Thanks for tuning into the Catapulting Commissions Sales Talk with your host, Anthony Garcia. This week, we’re sitting down with Sarah Jolley-Jarvis from Warwick, England. She’s an international best-selling author and speaker, and she is helping businesses secure more sales. She’s going to break down her Selling Without Sleaze philosophy and share how she catapults her and her team’s commissions.

Sarah’s brand, Selling Without Sleaze, is built around helping people with sales techniques where they don’t actually have to feel compromised, as far as their own ethics are concerned.

When we think about leads, there are two totally different skillsets: generation and conversion–convoluting the two is not a good idea. Sarah works with clients who may not be ready to scale up either through paid ads or otherwise. Sometimes it’s about nailing down your messaging before you put your product under a microscope. Throwing money at Facebook ads when your messaging isn’t clear is just paying for feedback–you can get that for free. Get your organic engagement in a healthy place first.
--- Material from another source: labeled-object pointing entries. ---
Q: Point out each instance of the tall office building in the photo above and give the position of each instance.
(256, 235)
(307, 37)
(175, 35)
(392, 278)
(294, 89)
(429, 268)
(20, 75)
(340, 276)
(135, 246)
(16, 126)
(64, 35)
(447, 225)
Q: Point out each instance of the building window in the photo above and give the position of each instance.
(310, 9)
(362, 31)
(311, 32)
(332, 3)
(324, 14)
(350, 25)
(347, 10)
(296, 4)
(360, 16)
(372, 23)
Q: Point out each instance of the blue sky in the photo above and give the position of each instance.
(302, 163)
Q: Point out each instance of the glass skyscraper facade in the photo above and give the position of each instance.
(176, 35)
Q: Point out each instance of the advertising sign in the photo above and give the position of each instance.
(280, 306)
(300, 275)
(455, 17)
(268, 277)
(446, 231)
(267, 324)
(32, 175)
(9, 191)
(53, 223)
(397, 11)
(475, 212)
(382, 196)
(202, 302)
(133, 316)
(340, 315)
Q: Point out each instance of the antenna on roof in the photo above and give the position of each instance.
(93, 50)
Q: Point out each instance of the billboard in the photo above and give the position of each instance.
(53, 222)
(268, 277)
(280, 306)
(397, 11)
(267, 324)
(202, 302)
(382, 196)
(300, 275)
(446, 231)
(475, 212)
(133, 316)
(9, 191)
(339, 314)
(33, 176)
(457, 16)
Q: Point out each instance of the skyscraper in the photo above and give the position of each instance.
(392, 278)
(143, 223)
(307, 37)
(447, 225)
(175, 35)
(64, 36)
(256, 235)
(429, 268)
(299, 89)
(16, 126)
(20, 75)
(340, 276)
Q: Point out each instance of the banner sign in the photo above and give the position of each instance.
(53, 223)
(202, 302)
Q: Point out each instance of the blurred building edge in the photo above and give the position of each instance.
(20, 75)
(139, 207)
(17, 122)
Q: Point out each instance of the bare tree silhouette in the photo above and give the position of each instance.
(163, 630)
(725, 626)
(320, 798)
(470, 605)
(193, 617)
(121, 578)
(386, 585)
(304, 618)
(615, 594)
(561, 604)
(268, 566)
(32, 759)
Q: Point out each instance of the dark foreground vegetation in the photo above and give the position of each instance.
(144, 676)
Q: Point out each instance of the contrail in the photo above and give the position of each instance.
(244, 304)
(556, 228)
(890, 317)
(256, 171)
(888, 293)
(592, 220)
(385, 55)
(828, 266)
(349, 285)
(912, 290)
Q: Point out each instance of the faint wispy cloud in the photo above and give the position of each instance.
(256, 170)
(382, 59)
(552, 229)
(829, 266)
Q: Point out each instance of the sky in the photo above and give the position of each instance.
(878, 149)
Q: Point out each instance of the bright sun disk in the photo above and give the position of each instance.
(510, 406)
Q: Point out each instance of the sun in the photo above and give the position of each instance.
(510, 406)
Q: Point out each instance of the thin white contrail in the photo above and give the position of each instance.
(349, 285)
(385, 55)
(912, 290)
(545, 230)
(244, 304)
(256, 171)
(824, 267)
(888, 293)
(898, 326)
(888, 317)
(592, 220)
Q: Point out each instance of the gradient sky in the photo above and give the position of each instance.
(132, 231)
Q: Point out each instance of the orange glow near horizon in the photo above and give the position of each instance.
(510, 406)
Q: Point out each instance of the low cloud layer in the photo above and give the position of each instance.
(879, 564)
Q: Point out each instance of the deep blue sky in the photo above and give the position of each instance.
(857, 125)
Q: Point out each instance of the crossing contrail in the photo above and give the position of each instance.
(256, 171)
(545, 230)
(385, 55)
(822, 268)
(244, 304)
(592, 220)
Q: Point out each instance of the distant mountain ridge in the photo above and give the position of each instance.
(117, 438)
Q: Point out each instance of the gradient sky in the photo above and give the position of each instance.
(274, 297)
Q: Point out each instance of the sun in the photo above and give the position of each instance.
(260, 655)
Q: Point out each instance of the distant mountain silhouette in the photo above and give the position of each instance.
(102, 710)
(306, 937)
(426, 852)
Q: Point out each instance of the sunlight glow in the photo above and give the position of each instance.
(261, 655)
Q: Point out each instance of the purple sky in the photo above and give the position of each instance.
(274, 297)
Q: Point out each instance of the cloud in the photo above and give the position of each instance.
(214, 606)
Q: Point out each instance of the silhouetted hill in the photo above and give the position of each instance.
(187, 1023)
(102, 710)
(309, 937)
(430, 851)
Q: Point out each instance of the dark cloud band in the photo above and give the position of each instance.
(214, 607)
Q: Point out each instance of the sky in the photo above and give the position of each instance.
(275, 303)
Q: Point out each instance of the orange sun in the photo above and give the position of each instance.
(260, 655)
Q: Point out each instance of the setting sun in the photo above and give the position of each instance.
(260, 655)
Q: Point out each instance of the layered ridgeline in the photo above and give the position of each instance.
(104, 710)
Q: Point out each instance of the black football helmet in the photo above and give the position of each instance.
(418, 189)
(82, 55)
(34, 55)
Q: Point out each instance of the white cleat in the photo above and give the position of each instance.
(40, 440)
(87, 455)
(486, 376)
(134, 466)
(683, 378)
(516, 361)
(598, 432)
Sarah’s mission is to show people you can do sales successfully without having to sell yourself without having to do things that don’t sit right with you. It’s about equipping people with the resources with the tools with the skills to be able to go out and sell their product to their ideal clients.

Salespeople can be trained, Sarah says. There’s a lot of skills you can take from normal life — a lot of scenarios where you’re naturally selling. You’re just taking those skills, they’re all rough around the edges, and you’re molding them into something a lot more succinct.

Being introverted doesn’t mean you won’t have success in sales. At the same time, it’s important to get out there. You wouldn’t let your best friend pass by an opportunity. If you’re really passionate about your product, and your product can truly help that perfect customer, are you really going to sit by and let that person sail past when they could have been a perfect example of how great your offering is? Sometimes, you just need that person to get you to that point. Confidence comes from structure, and that doesn’t mean reading off a script. It’s about having signposts that can guide your conversations.

So, how do you close without the sleaze? It’s about understanding whether it’s a want or a need, how important it is, what the priority is for them, and you’re driving it based on what their needs are, and what their outlook is. The customer should be doing most of the talking. Then you’d move on to explaining and relating how your product and its features and benefits relate to that need.